Obama Uses Nostalgia on His Last Campaign
I’ll be master of the obvious here: This type of campaigning would not work if President Obama didn’t really have tons of shared experiences with everyday Americans while his opponent shared days with the elite and insulated. The closest Mitt Romney came to shared experiences with everyday Americans was pulling “pranks” on them during his college days when being the governor’s son probably prevented some consequences that ordinary Americans would not have escaped if they’d done the same.
The president’s re-election campaign increasingly is sounding like a nostalgia tour.
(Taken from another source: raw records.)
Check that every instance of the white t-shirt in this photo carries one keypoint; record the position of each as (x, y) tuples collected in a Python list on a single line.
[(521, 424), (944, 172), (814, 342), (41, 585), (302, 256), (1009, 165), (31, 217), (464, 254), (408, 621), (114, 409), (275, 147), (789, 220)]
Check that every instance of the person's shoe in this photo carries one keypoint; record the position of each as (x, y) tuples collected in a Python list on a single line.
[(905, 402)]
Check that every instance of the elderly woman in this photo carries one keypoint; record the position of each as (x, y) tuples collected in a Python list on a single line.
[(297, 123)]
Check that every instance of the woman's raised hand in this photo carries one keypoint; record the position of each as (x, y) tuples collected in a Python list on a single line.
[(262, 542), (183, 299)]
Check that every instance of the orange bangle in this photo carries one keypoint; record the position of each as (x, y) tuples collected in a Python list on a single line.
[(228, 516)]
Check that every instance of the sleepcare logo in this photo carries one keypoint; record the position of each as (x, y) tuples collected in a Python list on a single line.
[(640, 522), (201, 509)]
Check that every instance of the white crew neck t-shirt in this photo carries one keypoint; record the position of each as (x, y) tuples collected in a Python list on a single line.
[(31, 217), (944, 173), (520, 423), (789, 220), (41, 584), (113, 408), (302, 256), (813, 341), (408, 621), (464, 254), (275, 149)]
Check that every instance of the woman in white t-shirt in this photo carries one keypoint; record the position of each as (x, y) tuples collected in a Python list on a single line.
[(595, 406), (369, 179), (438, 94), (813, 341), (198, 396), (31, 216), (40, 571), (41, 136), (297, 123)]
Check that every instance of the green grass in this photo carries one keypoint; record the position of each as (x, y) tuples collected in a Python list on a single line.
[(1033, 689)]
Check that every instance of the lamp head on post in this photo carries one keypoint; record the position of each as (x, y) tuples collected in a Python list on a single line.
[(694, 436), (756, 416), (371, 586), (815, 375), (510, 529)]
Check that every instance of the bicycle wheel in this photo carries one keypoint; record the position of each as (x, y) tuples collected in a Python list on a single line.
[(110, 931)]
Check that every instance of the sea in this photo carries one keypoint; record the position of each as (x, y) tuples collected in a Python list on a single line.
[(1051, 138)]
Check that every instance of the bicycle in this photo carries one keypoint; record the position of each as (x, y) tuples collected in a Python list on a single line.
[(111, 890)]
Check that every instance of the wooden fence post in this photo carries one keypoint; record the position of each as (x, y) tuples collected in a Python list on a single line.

His speeches stroll through elections past, serving up fond memories of his days running as a political unknown, identifying early political inspirations and reminding voters that, win or lose, this will be his last campaign after 13 appearances on the ballot since 1996.
“I’m term-limited,” he tells crowds — a flat statement of the obvious that always gets a laugh. “You get a little nostalgic and you start thinking about your first political campaigns.”
These are not the casual ad-libs of a candidate suddenly turning wistful, but a rhetorical device designed to transport Obama back to the days when he was the kind of ordinary guy voters felt they could relate to, long before he rode in limousines and flew on Air Force One.
“Sometimes I couldn’t find a parking spot and so I’d end up being late, and if it was raining I’d have to fumble with my umbrella and I’d come in kind of drenched,” Obama told a crowd in Oakland, Calif., earlier this week.
“There were these things called maps, because we did not have GPS,” he told a chuckling crowd in Portland, Ore., the next day. “And they were on paper, and you’d have to fold them. You’d unfold them and then trying to fold them back was really difficult.”
The unwritten subtext: I’m just like you, and my policies flow from our shared experiences. Mitt Romney, he’s a rich guy whose policies would benefit the elite.
“It’s the silver-spoon-in-his-mouth attack — more gently insinuated,” says Kathleen Hall Jamieson, an expert on political rhetoric and director of the Annenberg Public Policy Center at the University of Pennsylvania.